Des manifestations de soutien à Nicolas Maduro

Au Venezuela, des milliers de partisans de Nicolas Maduro demandent sa libération. Une manifestation a été organisée à l’appel du pouvoir, lundi 5 janvier, dans les rues de Caracas. Ils ont notamment qualifié le président américain Donald Trump et son secrétaire d’État, Marco Rubio, de « maudits assassins et kidnappeurs ». Interrogé par NBC News sur le futur du pays, le président des États-Unis a déclaré que le Venezuela n’organisera pas de nouvelles élections dans les trente prochains jours. « Il faut d’abord remettre le pays sur pied », a estimé Donald Trump qui a ajouté « on ne peut pas organiser d’élections. Les gens ne pourraient même pas voter ». Il a également affirmé que les États-Unis n’étaient pas en guerre avec le Venezuela. « Nous sommes en guerre contre ceux qui vendent de la drogue. Nous sommes en guerre contre ceux qui vident leurs prisons dans notre pays, qui vident leurs toxicomanes et qui vident leurs institutions psychiatriques dans notre pays », a-t-il développé.

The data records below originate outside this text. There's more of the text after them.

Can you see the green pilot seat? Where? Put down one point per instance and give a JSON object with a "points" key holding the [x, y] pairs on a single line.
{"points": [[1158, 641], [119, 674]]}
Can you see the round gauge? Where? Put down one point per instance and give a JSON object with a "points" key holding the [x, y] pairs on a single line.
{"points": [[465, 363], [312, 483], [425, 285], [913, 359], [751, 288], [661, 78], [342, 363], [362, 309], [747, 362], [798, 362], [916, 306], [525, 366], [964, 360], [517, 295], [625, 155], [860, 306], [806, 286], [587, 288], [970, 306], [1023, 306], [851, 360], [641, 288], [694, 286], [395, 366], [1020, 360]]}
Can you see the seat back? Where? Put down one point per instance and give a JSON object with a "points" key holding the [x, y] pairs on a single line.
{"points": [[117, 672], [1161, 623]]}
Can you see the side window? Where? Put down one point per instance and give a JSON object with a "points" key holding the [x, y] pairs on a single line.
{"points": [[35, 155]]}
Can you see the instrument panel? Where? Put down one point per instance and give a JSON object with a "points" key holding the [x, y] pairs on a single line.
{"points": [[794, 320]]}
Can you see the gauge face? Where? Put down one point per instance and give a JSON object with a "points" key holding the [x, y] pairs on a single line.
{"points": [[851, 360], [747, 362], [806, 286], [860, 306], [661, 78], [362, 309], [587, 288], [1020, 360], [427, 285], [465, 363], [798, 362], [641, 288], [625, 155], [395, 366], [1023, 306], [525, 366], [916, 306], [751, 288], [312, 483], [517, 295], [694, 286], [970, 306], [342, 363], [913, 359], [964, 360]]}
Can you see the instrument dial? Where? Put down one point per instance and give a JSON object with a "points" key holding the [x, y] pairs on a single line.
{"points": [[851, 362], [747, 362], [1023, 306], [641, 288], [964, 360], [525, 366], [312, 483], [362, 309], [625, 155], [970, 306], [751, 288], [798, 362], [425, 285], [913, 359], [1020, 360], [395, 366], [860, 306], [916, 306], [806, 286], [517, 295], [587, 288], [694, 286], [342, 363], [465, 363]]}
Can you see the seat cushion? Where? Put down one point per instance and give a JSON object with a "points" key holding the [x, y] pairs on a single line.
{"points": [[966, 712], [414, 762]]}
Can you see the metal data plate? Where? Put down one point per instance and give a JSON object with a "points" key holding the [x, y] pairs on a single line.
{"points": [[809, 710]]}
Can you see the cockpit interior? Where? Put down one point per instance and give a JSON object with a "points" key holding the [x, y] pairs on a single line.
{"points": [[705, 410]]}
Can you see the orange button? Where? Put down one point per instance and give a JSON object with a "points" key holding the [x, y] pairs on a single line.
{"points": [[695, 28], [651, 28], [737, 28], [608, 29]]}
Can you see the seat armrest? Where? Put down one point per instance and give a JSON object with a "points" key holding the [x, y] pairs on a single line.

Deux jours après la capture de Nicolas Maduro, Delcy Rodriguez, jusque-là vice-présidente du pays, a été investie présidente par intérim du Venezuela, lundi 5 janvier. De son côté, la cheffe de l’opposition vénézuélienne, Maria Corina Machado, Prix Nobel de la Paix 2025, a fait savoir qu’elle prévoyait « de retourner au Venezuela le plus vite possible ». Celle qui n’est pas soutenue par Donald Trump a affirmé vouloir coopérer avec Washington, mais a estimé qu’elle était « rejetée » par les Vénézuéliens, a indiqué franceinfo. Elle a aussi critiqué Delcy Rodriguez qu’elle a qualifiée de « l’une des principales architectes de la torture » imputée au gouvernement de Caracas.